Every one of us, large and small, well-established and grassroots, needs to find our niche and start a smaller conversation that contributes to the larger movement. These are a couple ideas to help with that.

Localize the crisis
Climate change may emerge as one of 2019’s top stories, but if you look a little closer, you’ll notice that much of that coverage is coming from a few precious sources, like The New York Times, which has dedicated a team to its reporting on the subject. Few other news outlets, however, have that luxury.

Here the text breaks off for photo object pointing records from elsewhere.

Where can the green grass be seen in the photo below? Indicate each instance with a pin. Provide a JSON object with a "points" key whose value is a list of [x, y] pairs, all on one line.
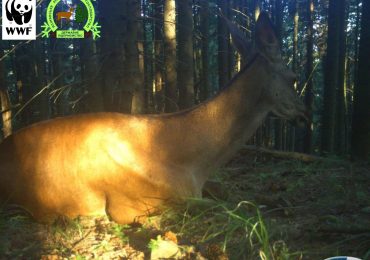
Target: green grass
{"points": [[239, 229]]}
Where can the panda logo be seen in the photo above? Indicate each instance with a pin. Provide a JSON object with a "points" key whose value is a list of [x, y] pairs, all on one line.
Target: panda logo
{"points": [[19, 10]]}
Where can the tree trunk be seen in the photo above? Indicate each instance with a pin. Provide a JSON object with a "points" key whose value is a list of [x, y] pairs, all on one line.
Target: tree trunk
{"points": [[308, 97], [117, 92], [90, 72], [6, 112], [204, 27], [279, 124], [331, 76], [158, 57], [169, 28], [361, 113], [134, 57], [223, 39], [185, 52], [341, 112]]}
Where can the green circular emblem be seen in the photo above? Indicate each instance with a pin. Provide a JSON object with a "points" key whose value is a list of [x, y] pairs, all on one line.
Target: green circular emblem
{"points": [[80, 14]]}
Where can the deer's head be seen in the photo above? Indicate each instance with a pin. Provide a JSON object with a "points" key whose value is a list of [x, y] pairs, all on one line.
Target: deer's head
{"points": [[279, 93]]}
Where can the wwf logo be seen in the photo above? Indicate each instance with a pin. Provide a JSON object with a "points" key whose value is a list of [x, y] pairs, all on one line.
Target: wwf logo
{"points": [[19, 11]]}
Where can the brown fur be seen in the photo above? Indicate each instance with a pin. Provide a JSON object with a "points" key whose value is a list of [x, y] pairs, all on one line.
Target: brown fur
{"points": [[126, 166]]}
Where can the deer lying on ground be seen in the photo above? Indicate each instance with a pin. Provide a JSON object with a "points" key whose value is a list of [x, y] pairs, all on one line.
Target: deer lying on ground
{"points": [[65, 15], [127, 165]]}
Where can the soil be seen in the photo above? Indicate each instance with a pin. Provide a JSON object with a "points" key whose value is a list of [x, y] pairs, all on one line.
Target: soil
{"points": [[311, 210]]}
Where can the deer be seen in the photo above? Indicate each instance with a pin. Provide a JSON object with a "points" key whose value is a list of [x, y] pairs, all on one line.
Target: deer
{"points": [[65, 15], [128, 166]]}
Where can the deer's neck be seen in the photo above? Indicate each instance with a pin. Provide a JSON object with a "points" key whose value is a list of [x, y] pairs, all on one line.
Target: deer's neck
{"points": [[225, 123]]}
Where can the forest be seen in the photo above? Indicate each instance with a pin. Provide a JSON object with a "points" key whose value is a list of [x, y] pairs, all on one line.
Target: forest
{"points": [[292, 192]]}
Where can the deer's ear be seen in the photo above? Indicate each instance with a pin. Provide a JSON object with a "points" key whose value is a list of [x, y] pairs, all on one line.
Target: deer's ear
{"points": [[266, 40], [240, 42]]}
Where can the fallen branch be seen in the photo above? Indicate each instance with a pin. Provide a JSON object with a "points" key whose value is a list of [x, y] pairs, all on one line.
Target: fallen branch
{"points": [[281, 154]]}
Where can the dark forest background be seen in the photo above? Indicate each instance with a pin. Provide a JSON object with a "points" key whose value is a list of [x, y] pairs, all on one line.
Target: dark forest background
{"points": [[157, 56]]}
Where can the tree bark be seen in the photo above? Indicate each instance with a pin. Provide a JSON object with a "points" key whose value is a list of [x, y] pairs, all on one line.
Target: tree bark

In fact, smaller, regional outlets are eager to contribute to the coverage and reflect the various ways the climate crisis is changing their communities, but resources and data are still scarce. Nonprofits and community-based activists can fill that knowledge gap—and play a vital role in the process—by sharing relevant research that, in turn, expands reporters’ purview to include other beats and localizes climate impacts.

Personalize it, too
If it feels like we’ve been talking about climate change for a long time, consider this: A single episode of Meet the Press comprised almost a third of all climate coverage on TV in 2018.

The reality is that the crisis has only just begun to enter the mainstream consciousness. More positively, though, 2019 appears to be the moment it became embedded there. The headlines didn’t slow to a trickle after the summit in September, nor did they ebb and flow around the next ominous discovery.

So let’s make this the year that we begin filling in the details. As we said, climate change doesn’t respect the neat nonprofit sectors in which we operate. It’s a crisis that touches every issue we’re working to resolve. It’s up to us, then, to make sure that the deeply personal stories within our respective circles are told.

Let’s help show how our world is changing, one person at a time.